La introducción de la desconfianza obliga a recentralizar las decisiones lo que genera embudos y nudos organizativos por todas partes. Se hace con naturalidad como casi todo. El efecto es parecido al de guardar unos auriculares sin cuidado. Después cuando quieres usarlos tardas casi diez minutos en deshacer la madeja. Algo así pasa en banca.

En banca la desconfianza principal siempre ha sido entre el departamento de riesgos y la linea comercial. Esta desconfianza tiene base lógica y sentido común. Siempre dependiendo de la intensidad. La borrachera del crédito se basó en un desequilibrio hacia la linea comercial. La situación actual es un desequilibrio hacia la linea de riesgos. Ambas cosas constituyen desequilibrios. Ese vector horizontal de desconfianza ahora se cruza con otro vector de desconfianza vertical: entre la planta de arriba (directivos) y la planta de abajo (plantilla). Este segundo vector aisla lo que debería ser una continuidad y separa las intenciones y las visiones. Dicho de otra manera, los directivos han perdido la noción de la realidad y las plantillas ya no se fían de ellos. Eso provoca que fijen retos imposibles que la plantilla ya no entiende como propios, por ejemplo.
Esta situación contrasta con la realidad del futuro de la sociedad en red. La sociedad en red está basada en una atomización social basada en relaciones de colaboración y confianza. Ese será el paradigma dominante surgido de la nueva tecnologia (Internet) que revoluciona el mundo a mayor velocidad que la imprenta. La banca en general está perdiendo el tren y su velocidad. Las organizaciones y corporaciones que mejor interpreten ese mecanismo de atomización colaborativa serán las triunfadoras en esta selva llamada capitalismo avanzado o envejecido según se mire.

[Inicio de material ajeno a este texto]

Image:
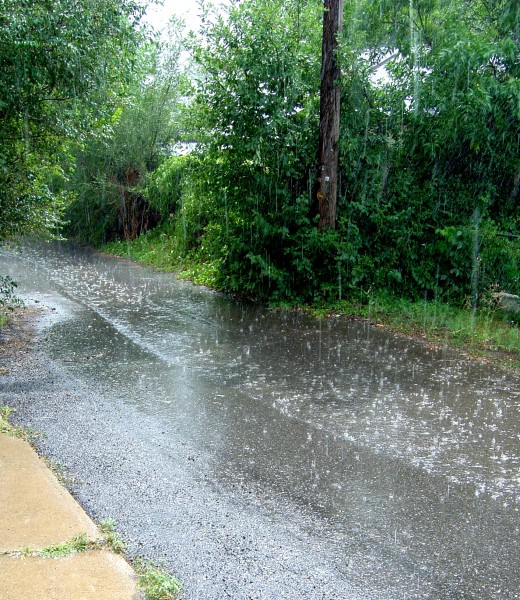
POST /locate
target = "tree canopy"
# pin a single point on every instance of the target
(429, 169)
(63, 64)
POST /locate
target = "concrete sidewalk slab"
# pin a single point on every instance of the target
(36, 511)
(92, 575)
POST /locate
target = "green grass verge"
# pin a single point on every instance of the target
(155, 582)
(488, 333)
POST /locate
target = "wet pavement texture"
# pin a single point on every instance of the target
(267, 454)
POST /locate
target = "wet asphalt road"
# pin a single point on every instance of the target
(266, 455)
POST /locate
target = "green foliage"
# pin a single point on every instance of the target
(79, 543)
(430, 177)
(112, 170)
(156, 583)
(63, 65)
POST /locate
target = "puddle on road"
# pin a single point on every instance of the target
(407, 457)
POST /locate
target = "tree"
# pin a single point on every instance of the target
(330, 100)
(112, 169)
(63, 63)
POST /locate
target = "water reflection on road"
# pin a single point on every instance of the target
(405, 458)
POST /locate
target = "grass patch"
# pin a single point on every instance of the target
(488, 333)
(155, 582)
(111, 538)
(6, 427)
(79, 543)
(156, 248)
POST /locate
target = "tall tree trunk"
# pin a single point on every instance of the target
(328, 154)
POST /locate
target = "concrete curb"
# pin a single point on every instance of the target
(36, 511)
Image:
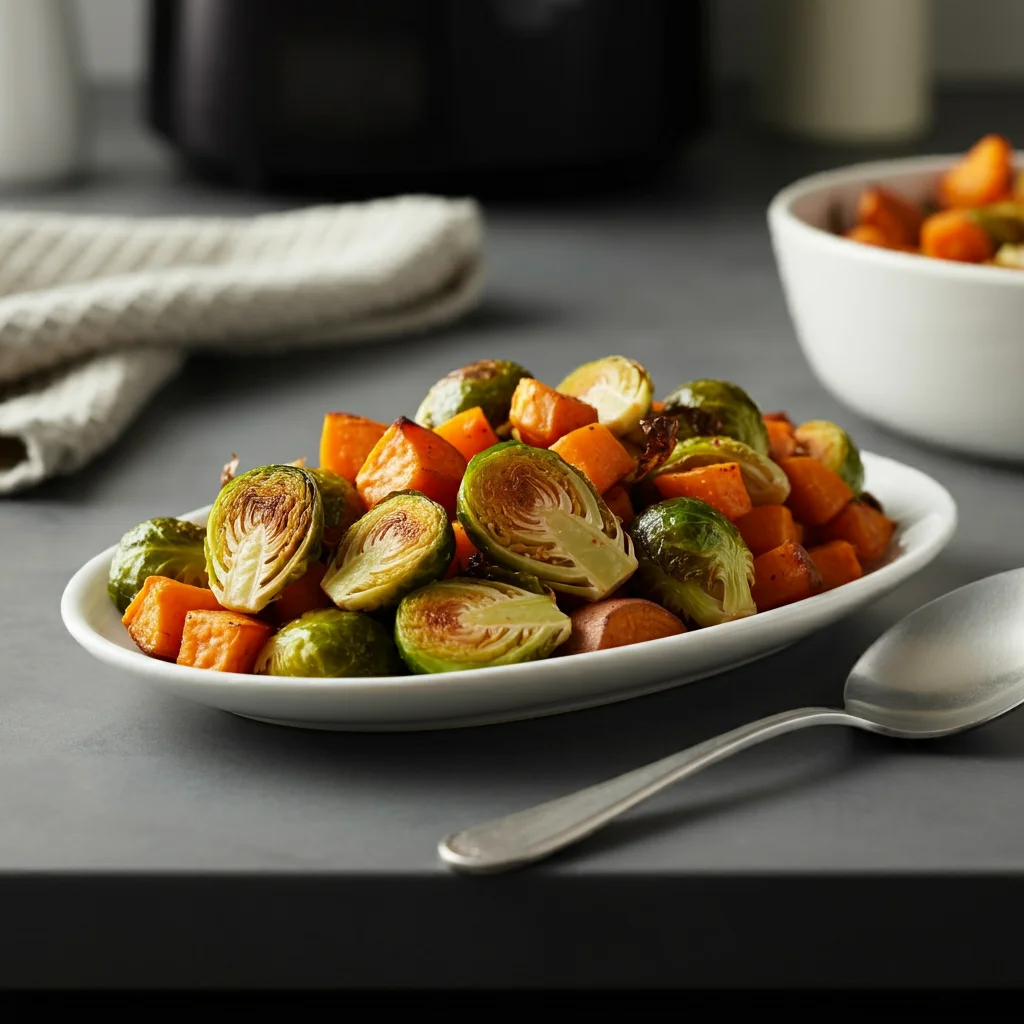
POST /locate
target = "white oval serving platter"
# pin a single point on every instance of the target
(927, 516)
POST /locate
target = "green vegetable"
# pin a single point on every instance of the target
(693, 561)
(342, 505)
(400, 544)
(488, 383)
(830, 444)
(619, 388)
(708, 408)
(478, 568)
(476, 624)
(765, 481)
(263, 530)
(165, 547)
(330, 643)
(526, 509)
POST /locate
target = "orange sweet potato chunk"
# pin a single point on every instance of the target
(156, 617)
(412, 458)
(541, 415)
(346, 440)
(597, 453)
(224, 641)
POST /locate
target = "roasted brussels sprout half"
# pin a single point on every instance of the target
(765, 481)
(708, 408)
(164, 547)
(830, 444)
(476, 624)
(477, 567)
(330, 643)
(619, 388)
(342, 505)
(488, 383)
(693, 561)
(400, 544)
(263, 530)
(528, 510)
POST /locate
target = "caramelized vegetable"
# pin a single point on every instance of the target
(866, 528)
(616, 623)
(955, 235)
(837, 562)
(720, 485)
(896, 217)
(156, 617)
(412, 458)
(983, 175)
(782, 576)
(224, 641)
(469, 432)
(768, 526)
(596, 452)
(302, 596)
(540, 415)
(464, 550)
(816, 493)
(617, 500)
(345, 442)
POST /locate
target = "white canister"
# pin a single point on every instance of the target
(42, 130)
(846, 71)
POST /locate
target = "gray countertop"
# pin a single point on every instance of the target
(146, 841)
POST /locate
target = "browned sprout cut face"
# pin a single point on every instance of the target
(476, 624)
(263, 531)
(526, 509)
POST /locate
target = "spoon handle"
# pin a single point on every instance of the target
(530, 835)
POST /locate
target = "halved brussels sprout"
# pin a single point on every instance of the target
(693, 561)
(330, 643)
(477, 567)
(263, 530)
(707, 408)
(488, 383)
(165, 547)
(476, 624)
(342, 505)
(619, 388)
(830, 444)
(400, 544)
(528, 510)
(766, 483)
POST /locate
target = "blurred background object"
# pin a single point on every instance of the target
(42, 122)
(846, 71)
(367, 95)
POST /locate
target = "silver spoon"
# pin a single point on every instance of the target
(951, 665)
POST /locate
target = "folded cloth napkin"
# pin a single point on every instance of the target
(98, 312)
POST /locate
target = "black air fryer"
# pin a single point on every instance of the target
(345, 96)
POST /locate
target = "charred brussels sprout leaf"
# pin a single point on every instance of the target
(342, 505)
(330, 643)
(619, 388)
(263, 530)
(707, 408)
(479, 568)
(693, 561)
(476, 624)
(765, 481)
(164, 547)
(488, 383)
(830, 444)
(400, 544)
(526, 509)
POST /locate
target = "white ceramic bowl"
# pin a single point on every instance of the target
(930, 348)
(926, 514)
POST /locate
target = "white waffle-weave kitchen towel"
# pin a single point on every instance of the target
(97, 312)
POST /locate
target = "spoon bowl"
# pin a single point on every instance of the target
(952, 665)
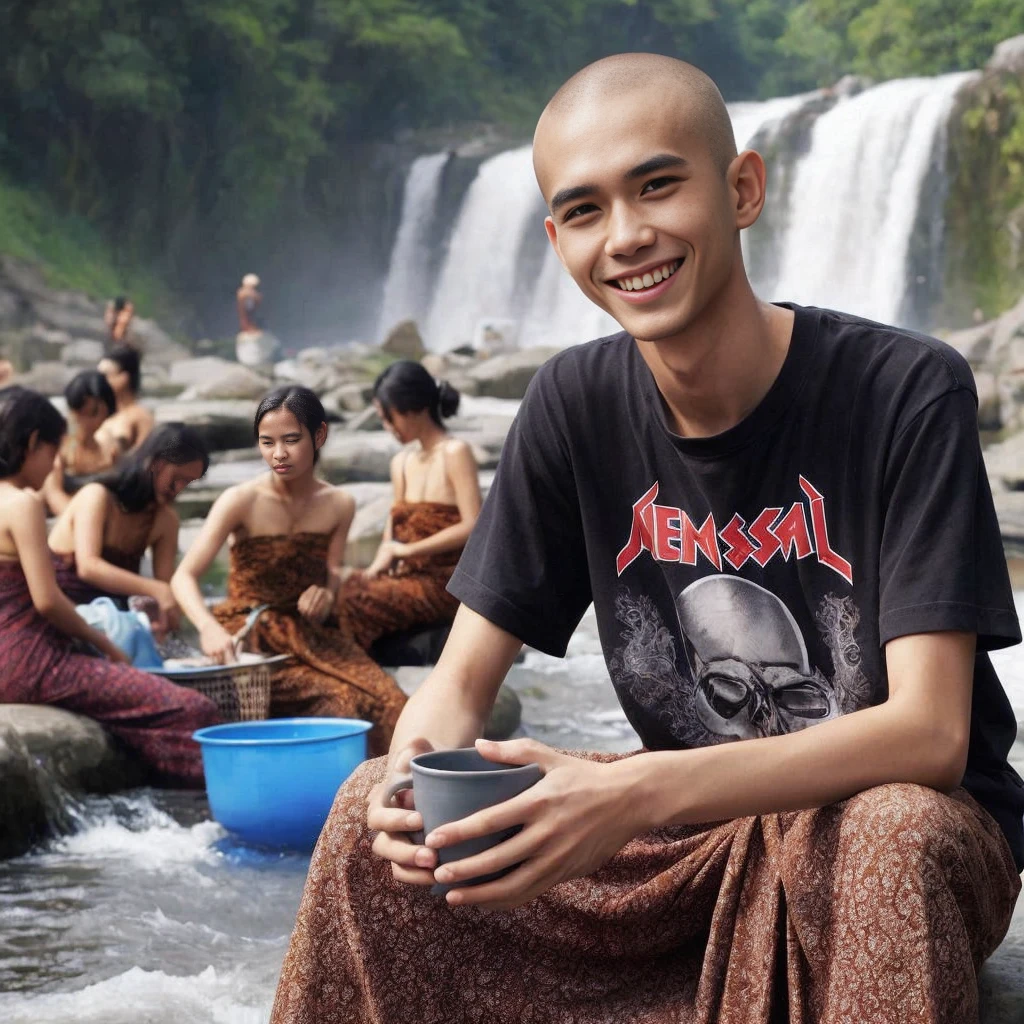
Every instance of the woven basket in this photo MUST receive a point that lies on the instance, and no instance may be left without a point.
(242, 692)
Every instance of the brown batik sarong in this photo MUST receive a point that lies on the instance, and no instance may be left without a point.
(413, 594)
(331, 674)
(876, 910)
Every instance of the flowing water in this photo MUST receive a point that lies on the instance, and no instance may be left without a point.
(853, 220)
(150, 913)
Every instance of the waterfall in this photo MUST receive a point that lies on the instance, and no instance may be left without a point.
(856, 194)
(478, 278)
(846, 174)
(407, 289)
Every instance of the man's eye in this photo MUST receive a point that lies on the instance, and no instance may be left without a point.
(656, 183)
(580, 211)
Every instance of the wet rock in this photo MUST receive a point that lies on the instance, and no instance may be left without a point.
(403, 341)
(357, 457)
(989, 400)
(347, 398)
(211, 378)
(222, 424)
(83, 352)
(47, 377)
(507, 376)
(1008, 55)
(44, 752)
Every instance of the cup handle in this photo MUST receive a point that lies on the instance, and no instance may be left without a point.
(403, 782)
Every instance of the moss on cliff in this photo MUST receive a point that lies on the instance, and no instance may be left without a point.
(984, 243)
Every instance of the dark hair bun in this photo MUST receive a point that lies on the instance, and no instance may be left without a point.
(448, 399)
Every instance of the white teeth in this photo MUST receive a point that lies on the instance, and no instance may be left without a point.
(650, 279)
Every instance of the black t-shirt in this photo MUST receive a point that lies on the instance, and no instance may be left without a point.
(745, 584)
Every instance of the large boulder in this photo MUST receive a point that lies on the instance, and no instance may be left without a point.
(212, 378)
(1008, 55)
(403, 341)
(508, 375)
(157, 345)
(43, 752)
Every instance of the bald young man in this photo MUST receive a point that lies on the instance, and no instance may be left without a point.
(781, 517)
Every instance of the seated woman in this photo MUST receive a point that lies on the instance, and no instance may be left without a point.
(436, 502)
(39, 663)
(100, 538)
(288, 531)
(131, 422)
(90, 401)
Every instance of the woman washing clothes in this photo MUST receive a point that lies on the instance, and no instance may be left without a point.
(436, 502)
(90, 401)
(287, 531)
(39, 663)
(100, 538)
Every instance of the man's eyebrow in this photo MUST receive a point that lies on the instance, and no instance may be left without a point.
(658, 163)
(570, 196)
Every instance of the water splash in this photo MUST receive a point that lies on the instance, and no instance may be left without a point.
(406, 291)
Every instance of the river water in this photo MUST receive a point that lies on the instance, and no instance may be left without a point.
(150, 914)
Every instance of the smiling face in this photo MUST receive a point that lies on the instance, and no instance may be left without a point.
(286, 445)
(644, 213)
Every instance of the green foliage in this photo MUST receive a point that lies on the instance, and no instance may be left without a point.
(73, 253)
(195, 133)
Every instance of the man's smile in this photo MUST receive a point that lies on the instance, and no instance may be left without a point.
(646, 283)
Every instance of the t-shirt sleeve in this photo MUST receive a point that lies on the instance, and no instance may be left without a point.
(942, 564)
(524, 567)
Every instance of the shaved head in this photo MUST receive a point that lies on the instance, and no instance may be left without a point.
(700, 107)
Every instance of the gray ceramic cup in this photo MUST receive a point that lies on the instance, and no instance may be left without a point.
(449, 785)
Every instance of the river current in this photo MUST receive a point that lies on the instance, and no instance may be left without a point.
(150, 914)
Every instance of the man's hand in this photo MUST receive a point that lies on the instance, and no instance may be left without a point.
(579, 816)
(217, 643)
(395, 820)
(315, 603)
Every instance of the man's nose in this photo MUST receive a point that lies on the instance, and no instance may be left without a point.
(628, 230)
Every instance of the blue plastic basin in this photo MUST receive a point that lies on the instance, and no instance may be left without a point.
(272, 783)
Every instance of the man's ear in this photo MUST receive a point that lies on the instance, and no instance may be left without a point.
(549, 226)
(747, 177)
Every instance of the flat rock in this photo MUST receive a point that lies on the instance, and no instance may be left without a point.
(508, 375)
(222, 424)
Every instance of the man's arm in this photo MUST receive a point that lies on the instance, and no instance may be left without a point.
(920, 735)
(582, 813)
(449, 710)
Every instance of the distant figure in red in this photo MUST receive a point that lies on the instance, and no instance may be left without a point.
(249, 300)
(118, 317)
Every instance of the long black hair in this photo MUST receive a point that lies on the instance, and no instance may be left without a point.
(127, 360)
(22, 413)
(408, 387)
(90, 384)
(131, 481)
(301, 402)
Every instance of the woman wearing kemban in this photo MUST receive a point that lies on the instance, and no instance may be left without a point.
(39, 660)
(436, 502)
(90, 401)
(288, 530)
(100, 538)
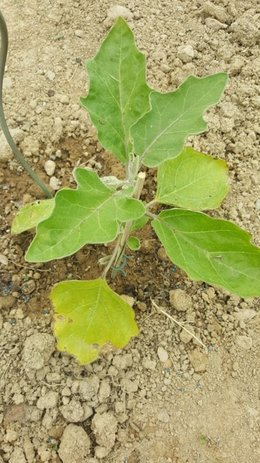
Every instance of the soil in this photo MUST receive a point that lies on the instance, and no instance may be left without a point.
(164, 398)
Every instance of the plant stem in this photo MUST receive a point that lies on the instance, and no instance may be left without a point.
(119, 249)
(17, 153)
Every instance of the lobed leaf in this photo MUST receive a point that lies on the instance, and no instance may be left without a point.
(118, 94)
(30, 215)
(160, 134)
(90, 214)
(89, 316)
(192, 180)
(212, 250)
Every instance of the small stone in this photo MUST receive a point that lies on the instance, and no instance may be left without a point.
(162, 354)
(104, 427)
(49, 167)
(50, 75)
(185, 53)
(114, 12)
(79, 33)
(28, 286)
(54, 183)
(257, 204)
(214, 24)
(149, 364)
(37, 351)
(74, 445)
(88, 387)
(3, 259)
(73, 412)
(6, 302)
(245, 315)
(101, 452)
(5, 150)
(180, 300)
(122, 362)
(199, 361)
(245, 342)
(163, 416)
(185, 336)
(49, 400)
(17, 456)
(104, 390)
(129, 299)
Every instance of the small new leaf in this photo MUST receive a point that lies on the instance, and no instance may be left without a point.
(192, 180)
(160, 134)
(133, 243)
(89, 317)
(118, 94)
(211, 250)
(90, 214)
(30, 215)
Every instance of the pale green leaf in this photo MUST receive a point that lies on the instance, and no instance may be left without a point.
(139, 223)
(212, 250)
(89, 317)
(160, 134)
(192, 180)
(90, 214)
(118, 94)
(133, 243)
(30, 215)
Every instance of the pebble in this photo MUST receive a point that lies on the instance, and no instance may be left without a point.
(49, 400)
(37, 351)
(88, 387)
(74, 412)
(185, 336)
(244, 315)
(49, 167)
(54, 183)
(79, 33)
(199, 361)
(162, 354)
(74, 445)
(185, 53)
(163, 416)
(104, 426)
(114, 12)
(17, 456)
(180, 300)
(245, 342)
(3, 259)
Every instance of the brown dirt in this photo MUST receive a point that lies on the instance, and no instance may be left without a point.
(165, 411)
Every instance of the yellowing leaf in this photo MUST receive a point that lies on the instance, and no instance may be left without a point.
(192, 180)
(211, 250)
(30, 215)
(89, 317)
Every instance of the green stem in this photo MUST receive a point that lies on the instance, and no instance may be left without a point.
(17, 153)
(119, 249)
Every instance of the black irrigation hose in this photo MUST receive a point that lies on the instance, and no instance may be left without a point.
(17, 153)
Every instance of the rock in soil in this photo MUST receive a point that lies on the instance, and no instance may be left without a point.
(74, 445)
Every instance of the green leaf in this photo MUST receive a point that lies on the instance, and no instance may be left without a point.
(133, 243)
(161, 133)
(139, 223)
(118, 94)
(90, 316)
(30, 215)
(192, 180)
(90, 214)
(212, 250)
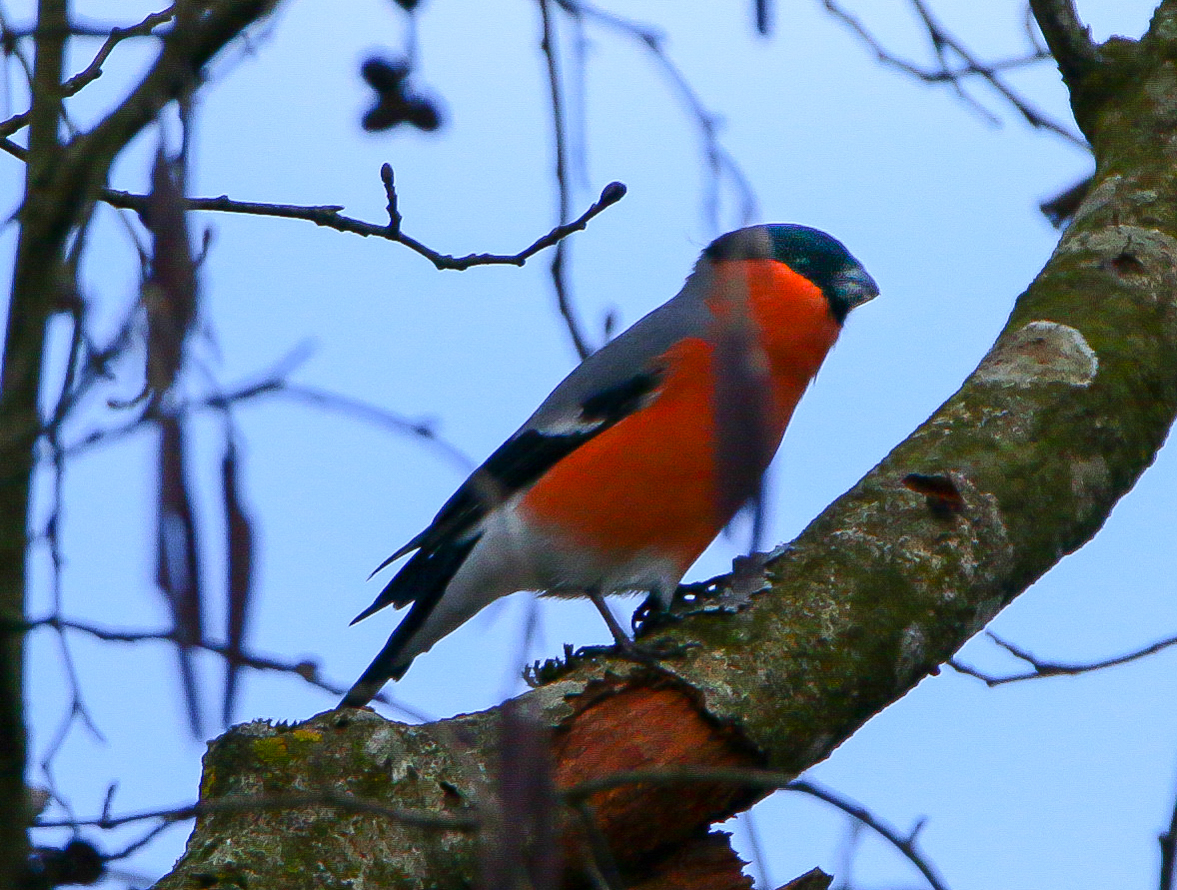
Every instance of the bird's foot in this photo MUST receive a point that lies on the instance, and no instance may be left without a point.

Sin embargo, los bancos están prefiriendo optar por un sistema de desconfianza basado en la tendencia al oligopolio. Como todas las entidades trabajan con los mismos nudos y embudos si se constituye un oligopolio el precio y el beneficio no se resenterian porque no hay diferencias ostensibles de productividad. Valiente estrategia para los defensores de las esencias liberales.

Devolver la confianza a la red ahorraría un montón de costes, aumentaría la potencia comercial y permitiría que los bancos empezaran a hacer de bancos y se dejaran de actuar como ferias comerciales.
Sin laberintos la linea recta es el camino más rápido, más certero y con menos costes. Pero no lo harán. Porque la desconfianza surge del miedo. Y el miedo es sin duda el paradigma organizativo dominante en todas las organizaciones y colectivos de la actualidad. El que primero pierda el miedo ganará la partida.